通道压裂中纤维辅助携砂机理研究

发布时间：2018-01-10 12:21

本文关键词：通道压裂中纤维辅助携砂机理研究　出处：《西南石油大学》2017年博士论文　论文类型：学位论文

【摘要】：通道压裂技术(Channel Fracturing)是通过交替泵注含支撑剂和不含支撑剂脉冲段,在裂缝中形成不连续支撑剂团状铺置的新型压裂技术;较于常规压裂技术,该技术能有效降低支撑剂用量、提高改造效果。现场实践和室内实验表明纤维能提高支撑剂团稳定性、降低支撑剂沉降速度,是实现通道压裂的关键。目前,对于纤维辅助携砂机理研究处于初期,对纤维作用下支撑剂输送机理认识不清,导致施工参数无法定量优化。因此,本文在纤维基本物理性质及其对压裂液流变性影响研究的基础上,进一步开展了压裂液-支撑剂-纤维三相耦合流动的数值模拟研究,并通过纤维作用下支撑剂大尺度输送实验进行验证,最终对通道压裂施工参数进行了优化。通过纤维分散性实验和稳定性实验,对纤维基本物理性质进行了分析;在此基础上,通过压裂液流变实验和电镜扫描实验,研究了纤维对压裂液基液和冻胶压裂液微观结构、表观粘度以及粘弹性的影响规律。
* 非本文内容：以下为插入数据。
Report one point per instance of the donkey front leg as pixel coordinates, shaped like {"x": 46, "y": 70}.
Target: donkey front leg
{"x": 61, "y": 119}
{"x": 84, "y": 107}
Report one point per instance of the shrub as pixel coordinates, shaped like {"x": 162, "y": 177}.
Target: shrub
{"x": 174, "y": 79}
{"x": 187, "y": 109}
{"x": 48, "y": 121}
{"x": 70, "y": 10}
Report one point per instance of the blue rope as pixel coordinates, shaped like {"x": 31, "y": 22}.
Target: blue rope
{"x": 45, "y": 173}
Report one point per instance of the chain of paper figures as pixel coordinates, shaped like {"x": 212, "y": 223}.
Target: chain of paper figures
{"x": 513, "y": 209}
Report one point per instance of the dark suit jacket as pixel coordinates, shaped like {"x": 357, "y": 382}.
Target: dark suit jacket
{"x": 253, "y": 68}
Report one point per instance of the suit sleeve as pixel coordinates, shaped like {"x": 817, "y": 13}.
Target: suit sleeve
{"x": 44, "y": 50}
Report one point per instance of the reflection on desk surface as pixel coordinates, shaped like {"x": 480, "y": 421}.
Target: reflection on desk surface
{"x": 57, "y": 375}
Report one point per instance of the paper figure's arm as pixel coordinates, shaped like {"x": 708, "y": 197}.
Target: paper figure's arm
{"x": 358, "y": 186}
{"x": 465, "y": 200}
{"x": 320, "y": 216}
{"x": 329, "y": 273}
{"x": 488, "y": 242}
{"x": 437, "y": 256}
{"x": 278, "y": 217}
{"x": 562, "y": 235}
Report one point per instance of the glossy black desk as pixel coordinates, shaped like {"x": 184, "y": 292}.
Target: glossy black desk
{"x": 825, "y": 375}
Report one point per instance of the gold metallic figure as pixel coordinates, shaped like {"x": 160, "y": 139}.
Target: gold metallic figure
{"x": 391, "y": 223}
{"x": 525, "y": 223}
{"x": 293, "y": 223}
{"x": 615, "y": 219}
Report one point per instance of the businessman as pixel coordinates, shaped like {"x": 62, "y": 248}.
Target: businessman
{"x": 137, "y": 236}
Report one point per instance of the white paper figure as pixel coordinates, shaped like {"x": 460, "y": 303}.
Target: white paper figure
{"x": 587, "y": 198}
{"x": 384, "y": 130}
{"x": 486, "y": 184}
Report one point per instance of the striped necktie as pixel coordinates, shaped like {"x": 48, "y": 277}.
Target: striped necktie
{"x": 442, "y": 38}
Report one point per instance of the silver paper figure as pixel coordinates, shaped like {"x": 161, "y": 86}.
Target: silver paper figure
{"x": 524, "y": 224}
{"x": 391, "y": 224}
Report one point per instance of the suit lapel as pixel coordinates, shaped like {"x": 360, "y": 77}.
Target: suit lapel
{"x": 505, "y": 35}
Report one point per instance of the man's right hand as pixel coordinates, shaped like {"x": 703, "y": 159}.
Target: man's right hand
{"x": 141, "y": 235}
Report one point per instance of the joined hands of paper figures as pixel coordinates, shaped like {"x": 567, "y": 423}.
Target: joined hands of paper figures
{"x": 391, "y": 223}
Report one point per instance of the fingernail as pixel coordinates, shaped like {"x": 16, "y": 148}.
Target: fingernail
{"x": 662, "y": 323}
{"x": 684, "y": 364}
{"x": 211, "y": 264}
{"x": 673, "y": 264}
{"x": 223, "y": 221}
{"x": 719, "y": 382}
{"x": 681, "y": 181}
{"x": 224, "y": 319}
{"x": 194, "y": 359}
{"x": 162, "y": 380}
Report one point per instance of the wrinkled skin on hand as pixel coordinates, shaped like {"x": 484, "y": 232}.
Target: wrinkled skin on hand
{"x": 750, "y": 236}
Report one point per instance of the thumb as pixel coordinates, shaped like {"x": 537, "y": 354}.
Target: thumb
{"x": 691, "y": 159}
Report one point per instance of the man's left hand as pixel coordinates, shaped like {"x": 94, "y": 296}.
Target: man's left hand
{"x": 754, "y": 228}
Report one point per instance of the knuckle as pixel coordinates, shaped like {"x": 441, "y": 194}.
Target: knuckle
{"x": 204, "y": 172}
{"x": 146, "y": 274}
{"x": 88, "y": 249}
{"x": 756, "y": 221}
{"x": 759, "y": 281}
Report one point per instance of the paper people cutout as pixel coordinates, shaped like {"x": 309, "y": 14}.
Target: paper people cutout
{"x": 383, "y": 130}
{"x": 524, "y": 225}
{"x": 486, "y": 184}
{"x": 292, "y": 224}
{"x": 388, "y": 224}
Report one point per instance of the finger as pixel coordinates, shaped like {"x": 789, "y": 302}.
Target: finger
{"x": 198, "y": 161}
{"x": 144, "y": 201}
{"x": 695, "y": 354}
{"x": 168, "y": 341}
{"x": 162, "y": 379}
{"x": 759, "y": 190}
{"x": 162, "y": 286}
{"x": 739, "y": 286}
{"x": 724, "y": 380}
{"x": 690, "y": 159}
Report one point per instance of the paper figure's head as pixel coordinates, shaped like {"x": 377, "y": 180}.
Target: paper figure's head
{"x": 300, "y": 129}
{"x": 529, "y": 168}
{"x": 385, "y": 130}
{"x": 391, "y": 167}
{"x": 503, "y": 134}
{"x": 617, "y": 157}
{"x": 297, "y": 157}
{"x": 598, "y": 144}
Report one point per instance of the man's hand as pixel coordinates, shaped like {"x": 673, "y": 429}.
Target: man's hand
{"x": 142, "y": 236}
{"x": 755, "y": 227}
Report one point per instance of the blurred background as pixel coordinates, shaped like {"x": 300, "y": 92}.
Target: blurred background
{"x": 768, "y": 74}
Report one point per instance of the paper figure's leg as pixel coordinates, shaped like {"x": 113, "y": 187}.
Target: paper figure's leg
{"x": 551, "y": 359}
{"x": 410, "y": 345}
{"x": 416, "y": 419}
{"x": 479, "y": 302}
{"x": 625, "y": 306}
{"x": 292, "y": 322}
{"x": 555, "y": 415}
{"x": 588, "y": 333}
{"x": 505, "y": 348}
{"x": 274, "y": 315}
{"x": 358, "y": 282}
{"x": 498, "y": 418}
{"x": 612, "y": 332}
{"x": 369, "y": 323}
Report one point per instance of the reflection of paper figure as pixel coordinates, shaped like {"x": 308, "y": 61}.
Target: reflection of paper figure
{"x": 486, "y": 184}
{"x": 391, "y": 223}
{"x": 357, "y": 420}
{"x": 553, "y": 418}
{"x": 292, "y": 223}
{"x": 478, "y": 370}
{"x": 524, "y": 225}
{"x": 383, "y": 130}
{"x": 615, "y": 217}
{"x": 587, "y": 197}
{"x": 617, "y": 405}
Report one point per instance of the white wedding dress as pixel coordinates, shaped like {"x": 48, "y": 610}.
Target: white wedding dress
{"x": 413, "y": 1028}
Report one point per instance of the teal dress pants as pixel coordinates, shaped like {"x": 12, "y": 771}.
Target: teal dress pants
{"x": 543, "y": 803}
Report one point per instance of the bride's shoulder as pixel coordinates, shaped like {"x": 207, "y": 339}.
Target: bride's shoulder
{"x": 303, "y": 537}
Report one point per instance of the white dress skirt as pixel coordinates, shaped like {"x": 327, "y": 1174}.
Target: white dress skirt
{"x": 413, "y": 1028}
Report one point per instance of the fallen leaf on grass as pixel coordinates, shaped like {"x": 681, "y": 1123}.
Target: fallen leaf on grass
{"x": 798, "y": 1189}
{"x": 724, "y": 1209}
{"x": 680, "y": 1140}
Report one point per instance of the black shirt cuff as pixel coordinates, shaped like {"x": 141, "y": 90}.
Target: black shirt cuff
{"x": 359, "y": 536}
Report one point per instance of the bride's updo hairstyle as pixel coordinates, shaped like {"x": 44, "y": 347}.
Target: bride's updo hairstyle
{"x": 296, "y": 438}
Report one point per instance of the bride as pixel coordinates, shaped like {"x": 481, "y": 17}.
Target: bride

实验结果表明:纤维具有大长径比、均匀分散、化学稳定的特征,在压裂液中以固相形态存在,纤维之间相互接触少;纤维能促进胍胶分子链网络结构形成,使得压裂液基液表观粘度明显增加,其增量受到纤维浓度、稠化剂浓度、剪切速率以及温度的影响;冻胶压裂液胍胶分子链网络结构本身强度较高,纤维对冻胶压裂液表观粘度的影响较小,但会一定程度提高其弹性模量。基于离散元方法(DEM),考虑压裂液曳力、浮力以及支撑剂与纤维之间的相互作用力,分别建立纤维运动模型和支撑剂运动模型;基于计算流体力学(CFD),考虑支撑剂和纤维对压裂液流动的影响,建立三相耦合的压裂液流动模型;耦合上述三个模型,得到压裂液-支撑剂-纤维三相耦合流动模型。分别采用相耦合的SIMPLE算法、显示差分法对液相、固相运动方程进行求解,通过纤维压裂液中颗粒沉降实验验证了该模型的正确性。采用建立的压裂液-支撑剂-纤维三相耦合流动模型,开展单支撑剂和单纤维、单支撑剂和多纤维以及支撑剂团沉降模拟,研究了纤维辅助机理。模拟结果表明,纤维通过与支撑剂的物理碰撞约束支撑剂的运动,该约束作用受到碰撞位置、纤维取向、纤维浓度和长度的影响。碰撞使得纤维发生运动,纤维之间相互作用增强、接触数量增多,多根纤维相互接触形成网状结构,大大降低支撑剂运动速度。纤维通过与支撑剂以及纤维之间的碰撞,将支撑剂团外围支撑剂受到的压裂液曳力,传递给内部其他支撑剂,使得支撑剂之间速度差异减小,提高支撑剂团的稳定性。开展了纤维作用下支撑剂大尺度输送实验,结合压裂液流变实验结果和纤维辅助携砂机理分析结果,验证了工程条件下纤维对支撑剂团输送的作用机理,并进一步对通道压裂施工参数优化开展了研究。实验结果表明,纤维、压裂液、泵注参数是通道压裂支撑剂输送形态的关键控制因素。对比分析支撑剂输送形态和通道特征,确定了最优脉冲单元注入参数区间,建立了施工排量和脉冲时间优化图版,为通道压裂施工参数优化提供了指导。本文揭示了纤维辅助携砂机理,可为通道压裂工艺参数优化、压裂液、支撑剂和纤维优选提供有效指导。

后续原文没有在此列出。